過失運転致死傷罪及び病気運転致死傷罪の法定刑は下記の表のとおりです。
成立する犯罪 | 法定刑 |
過失運転致死傷罪 | 7年以下の懲役または100万円以下の罰金 |
病気運転致傷罪(被害者が負傷) | 15年以下の懲役 |
病気運転致死罪(被害者が死亡) | 1年以上の有期懲役 |
6、居眠り運転による交通事故で逮捕されてしまった場合の対処法
居眠り運転自体は道路交通法上の安全運転義務違反とはなるものの、スピード違反や飲酒運転ほど悪質な違反とは考えられていないことから、居眠り運転で交通事故を起こした場合であっても、即逮捕される可能性はあまり高くないと考えられます。
しかし、過労運転や病気運転等と評価される場合は、法定刑も重くなるため逮捕される可能性も出てきます。また、居眠り運転の場合、ノーブレーキで歩行者や車両と衝突する場合も少なくなく、生じた被害が大きい場合にも逮捕される可能性があります。
逮捕されてしまった場合は、最大23日間身柄拘束を受けた後、検察官が起訴をするかどうかを判断します(逮捕されていない場合は、身柄拘束こそ受けませんが、警察や検察の取調べを経て検察官が起訴をするかどうかを判断する点は変わりません)。
そして、検察官が起訴をするかどうかを判断するに際し、被害者との間で示談が成立しているかどうかという点は大きなウエイトを占めることから、居眠り運転によって人身事故を起こしてしまった場合は、被害者との間で早期に示談を成立させることが重要になります。そのためには、早い段階で弁護士に相談をされることをおすすめします。
また、居眠り運転が過労運転や病気運転と評価されてしまうと法定刑が非常に重くなってしまうことから、過労運転や病気運転と評価されないためにも、弁護士と相談しながら、捜査機関の取り調べに対応することも重要です。
まとめ
居眠り運転は、居眠りをするとわかっていて運転しているのではなく運転中に眠気に襲われてしまうという場合が大半だと思います。その意味では、飲酒運転やスピード違反に比べると悪質性は少ないといえます。

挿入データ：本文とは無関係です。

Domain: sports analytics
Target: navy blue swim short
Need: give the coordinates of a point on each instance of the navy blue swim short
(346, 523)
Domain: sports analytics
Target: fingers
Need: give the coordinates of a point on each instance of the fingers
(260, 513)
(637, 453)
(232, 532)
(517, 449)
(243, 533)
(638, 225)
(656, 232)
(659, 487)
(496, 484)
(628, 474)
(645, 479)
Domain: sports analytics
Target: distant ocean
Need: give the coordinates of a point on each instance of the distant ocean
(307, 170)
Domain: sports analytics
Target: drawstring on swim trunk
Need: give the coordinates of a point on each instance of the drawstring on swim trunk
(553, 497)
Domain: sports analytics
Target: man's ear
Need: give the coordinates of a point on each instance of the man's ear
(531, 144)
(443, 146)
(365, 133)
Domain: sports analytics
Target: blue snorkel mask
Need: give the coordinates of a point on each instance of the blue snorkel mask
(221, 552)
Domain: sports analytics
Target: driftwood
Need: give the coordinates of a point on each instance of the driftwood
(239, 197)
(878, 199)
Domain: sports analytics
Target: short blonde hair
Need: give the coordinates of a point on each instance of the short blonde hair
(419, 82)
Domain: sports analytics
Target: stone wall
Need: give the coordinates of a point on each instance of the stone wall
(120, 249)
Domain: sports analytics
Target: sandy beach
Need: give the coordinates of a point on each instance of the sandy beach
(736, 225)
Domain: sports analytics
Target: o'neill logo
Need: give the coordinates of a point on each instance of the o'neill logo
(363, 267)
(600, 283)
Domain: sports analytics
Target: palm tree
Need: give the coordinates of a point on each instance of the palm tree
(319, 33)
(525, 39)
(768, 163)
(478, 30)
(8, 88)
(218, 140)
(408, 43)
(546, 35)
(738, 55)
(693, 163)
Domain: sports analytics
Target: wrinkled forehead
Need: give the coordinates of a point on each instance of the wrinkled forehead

しかし、居眠り運転を原因とする交通事故においては、減速しないまま衝突する場合も多く重大な被害を生じさせる可能性の高い危険な行為です。
ただ、居眠り運転は法律上その定義が明確でないこともあり、様々な判断を行う際に法律的な知識や経験が欠かせない分野でもあります。
そのため、居眠り運転による交通事故の当事者となってしまった場合には、被害者となった場合も加害者となってしまった場合も、専門家である弁護士のアドバイスを受けて行動することが大切であるといえます。
被害者になってしまった場合には適切な損害賠償を受けるために、また、加害者となってしまった場合には、不当に重い処罰を受けることの無いように、早期に弁護士に相談されることをおすすめします。